(Um relato autobiográfico, se você acreditar.)
Tamara não era exatamente feia. Tinha o cabelo avermelhado, ondulado, a pele clara e uma pinta perto do lábio superior, à direita. Nenhuma questão séria, quando você tem bem mais que dezesseis anos. Tamara tinha 15.
Pensando agora, mais velho, vejo que era sozinha, e sua agressividade, resposta para a solidão imposta pelos outros. E produto do inconformismo por também se sentir culpada pelos intervalos sem ninguém, a fila da lanchonete da escola, desacompanhada.
Não saberia dizer de que maneira a gente se cruzou. Não me lembro. Tenho a leve sensação de que foi depois do horário de aula, num canteiro de pedra de construção, onde ficavam algumas barras de exercício. Ela provavelmente perguntou: "5a B"? Eu: "Não, não. C.". Depois disso, seguimos para a fila da cantina - era assim que chamavam no meu colégio - e pedimos umas cinco balas gordinhas numa embalagem quadrada. Me falha o nome agora.
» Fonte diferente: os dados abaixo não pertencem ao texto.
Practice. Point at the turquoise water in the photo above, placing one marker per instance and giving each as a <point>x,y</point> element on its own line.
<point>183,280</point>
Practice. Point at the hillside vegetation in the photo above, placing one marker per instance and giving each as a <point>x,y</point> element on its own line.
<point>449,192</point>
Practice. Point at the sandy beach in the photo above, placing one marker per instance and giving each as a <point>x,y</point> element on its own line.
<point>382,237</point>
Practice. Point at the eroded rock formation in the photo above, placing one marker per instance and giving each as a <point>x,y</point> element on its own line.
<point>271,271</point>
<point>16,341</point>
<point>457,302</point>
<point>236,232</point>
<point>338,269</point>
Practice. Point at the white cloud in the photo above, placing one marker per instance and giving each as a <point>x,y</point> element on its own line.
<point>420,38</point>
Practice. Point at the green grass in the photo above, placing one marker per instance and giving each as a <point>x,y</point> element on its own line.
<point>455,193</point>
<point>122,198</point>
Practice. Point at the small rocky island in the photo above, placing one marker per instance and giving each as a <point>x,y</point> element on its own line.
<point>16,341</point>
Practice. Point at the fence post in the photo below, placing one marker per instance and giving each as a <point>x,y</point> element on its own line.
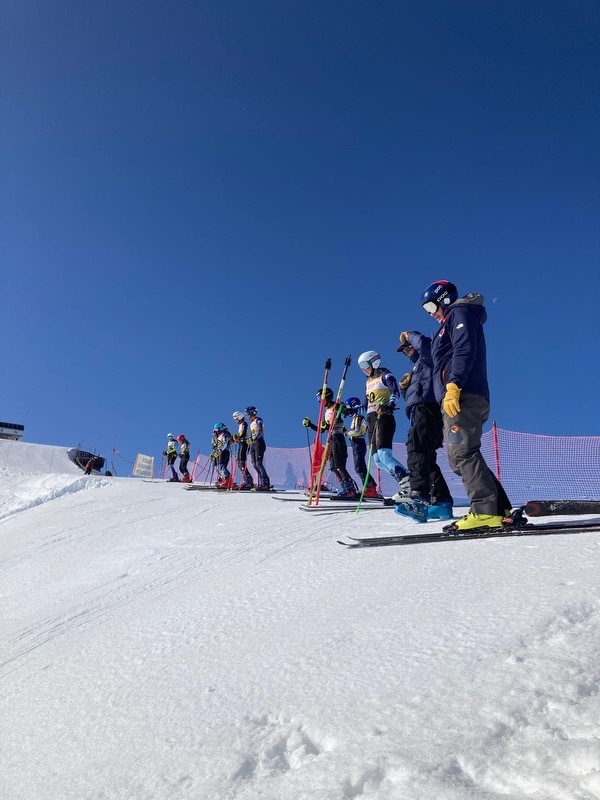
<point>496,448</point>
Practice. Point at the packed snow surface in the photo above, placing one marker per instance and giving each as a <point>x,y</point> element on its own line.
<point>159,644</point>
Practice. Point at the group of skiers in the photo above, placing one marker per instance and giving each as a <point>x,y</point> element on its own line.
<point>446,396</point>
<point>248,440</point>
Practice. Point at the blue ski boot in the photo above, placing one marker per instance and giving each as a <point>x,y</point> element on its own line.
<point>441,510</point>
<point>414,507</point>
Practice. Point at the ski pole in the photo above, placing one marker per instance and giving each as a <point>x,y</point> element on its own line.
<point>362,494</point>
<point>317,443</point>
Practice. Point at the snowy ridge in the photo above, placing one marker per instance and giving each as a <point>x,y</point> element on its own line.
<point>21,491</point>
<point>167,644</point>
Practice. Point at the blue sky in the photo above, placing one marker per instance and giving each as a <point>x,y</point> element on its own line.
<point>202,202</point>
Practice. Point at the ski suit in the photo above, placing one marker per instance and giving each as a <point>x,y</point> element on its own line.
<point>382,396</point>
<point>171,454</point>
<point>184,457</point>
<point>425,434</point>
<point>257,448</point>
<point>220,453</point>
<point>242,454</point>
<point>458,352</point>
<point>338,449</point>
<point>356,433</point>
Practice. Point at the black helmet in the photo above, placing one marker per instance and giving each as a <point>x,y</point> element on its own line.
<point>353,402</point>
<point>439,293</point>
<point>326,394</point>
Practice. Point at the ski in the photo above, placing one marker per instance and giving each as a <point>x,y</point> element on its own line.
<point>193,487</point>
<point>377,500</point>
<point>548,508</point>
<point>526,529</point>
<point>336,508</point>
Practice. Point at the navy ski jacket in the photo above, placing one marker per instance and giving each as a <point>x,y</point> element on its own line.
<point>458,350</point>
<point>420,389</point>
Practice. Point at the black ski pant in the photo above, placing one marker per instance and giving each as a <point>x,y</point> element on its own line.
<point>222,462</point>
<point>242,457</point>
<point>338,457</point>
<point>381,429</point>
<point>257,453</point>
<point>425,436</point>
<point>359,451</point>
<point>462,435</point>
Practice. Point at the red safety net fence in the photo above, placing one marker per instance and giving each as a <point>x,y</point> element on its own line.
<point>530,466</point>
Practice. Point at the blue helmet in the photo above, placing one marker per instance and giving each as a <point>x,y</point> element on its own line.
<point>326,395</point>
<point>353,402</point>
<point>439,294</point>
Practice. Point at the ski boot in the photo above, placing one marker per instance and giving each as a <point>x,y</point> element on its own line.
<point>441,511</point>
<point>371,493</point>
<point>404,492</point>
<point>414,507</point>
<point>348,491</point>
<point>471,521</point>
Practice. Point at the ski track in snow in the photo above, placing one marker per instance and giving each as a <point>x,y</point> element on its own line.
<point>162,644</point>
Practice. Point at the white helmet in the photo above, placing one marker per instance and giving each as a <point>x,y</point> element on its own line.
<point>369,358</point>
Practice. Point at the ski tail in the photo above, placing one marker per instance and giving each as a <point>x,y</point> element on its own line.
<point>548,508</point>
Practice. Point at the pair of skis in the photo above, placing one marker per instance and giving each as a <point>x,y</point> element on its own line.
<point>516,525</point>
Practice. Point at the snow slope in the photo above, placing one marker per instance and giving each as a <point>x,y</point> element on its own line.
<point>158,643</point>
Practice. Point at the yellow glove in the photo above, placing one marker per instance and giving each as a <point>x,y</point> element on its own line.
<point>405,380</point>
<point>451,400</point>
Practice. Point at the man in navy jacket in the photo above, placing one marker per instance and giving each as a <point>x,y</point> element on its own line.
<point>460,384</point>
<point>425,434</point>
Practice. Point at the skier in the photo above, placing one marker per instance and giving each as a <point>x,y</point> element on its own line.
<point>242,455</point>
<point>461,386</point>
<point>356,434</point>
<point>429,493</point>
<point>257,448</point>
<point>171,454</point>
<point>184,457</point>
<point>221,440</point>
<point>93,464</point>
<point>338,449</point>
<point>382,395</point>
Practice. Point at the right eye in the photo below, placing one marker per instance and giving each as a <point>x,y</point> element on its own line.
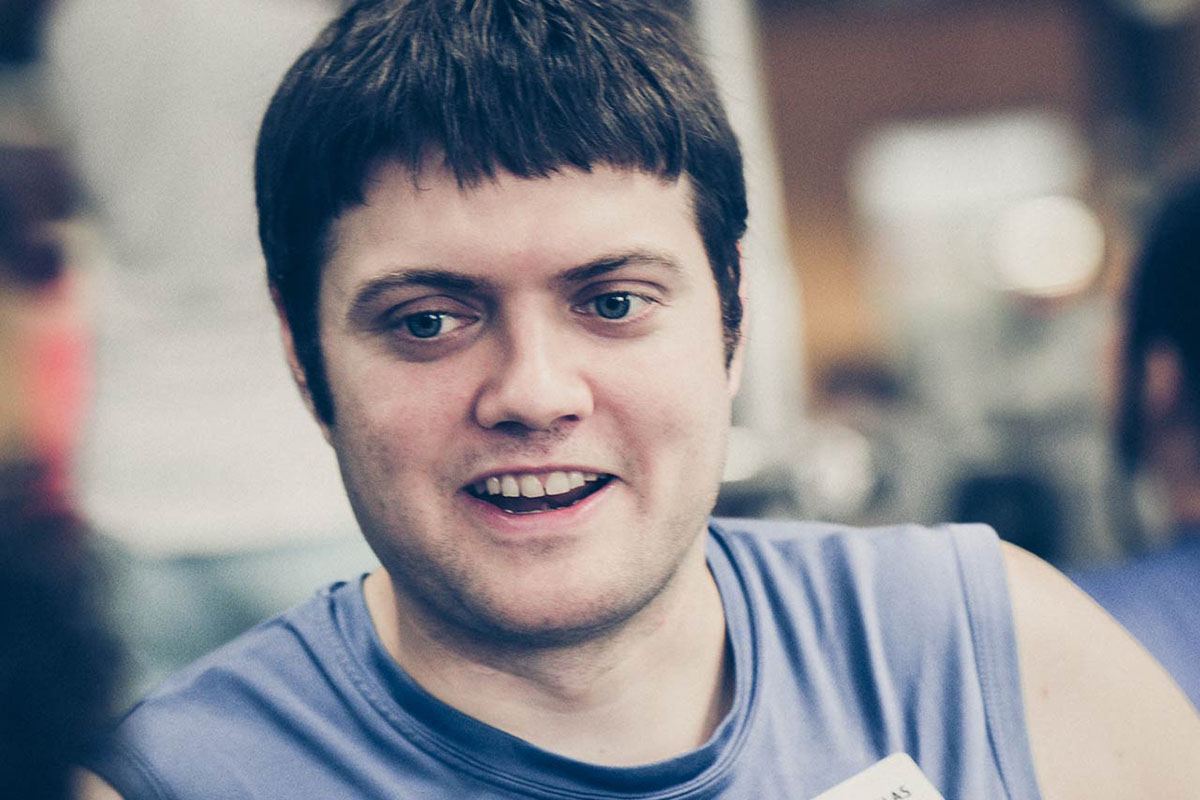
<point>429,324</point>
Tamara contou que era filha única. Que tinha cortado o cabelo na altura dos ombros porque tinha sido difícil com o cabelo comprido. Falou da tristeza de ser ruiva. Cabelo alaranjado, frisou - me lembro desse detalhe. Comentou sobre a mãe, divorciada, figura estranha, distante, faz falta, viu? Depois de 1 ano na escola, ainda se sentia nova, por fora das coisas, por fora das pessoas, com medo, com desprezo, com vontade de operar outro sistema de relações. Em tempo?
Interessantes as confissões de Tamara. De longe, sozinha, acompanhava alguma coisa em comum que havia em mim. Circulei entre diversas turmas (meu tio diz "turma"), tive bons amigos, mas sempre fui avulso. Uma folha de caderno com os furos rasgados, na margem esquerda. Acho que foi isso que Tamara viu aqui. Você gosta das pessoas com quem você anda? Pedi uma coca-cola.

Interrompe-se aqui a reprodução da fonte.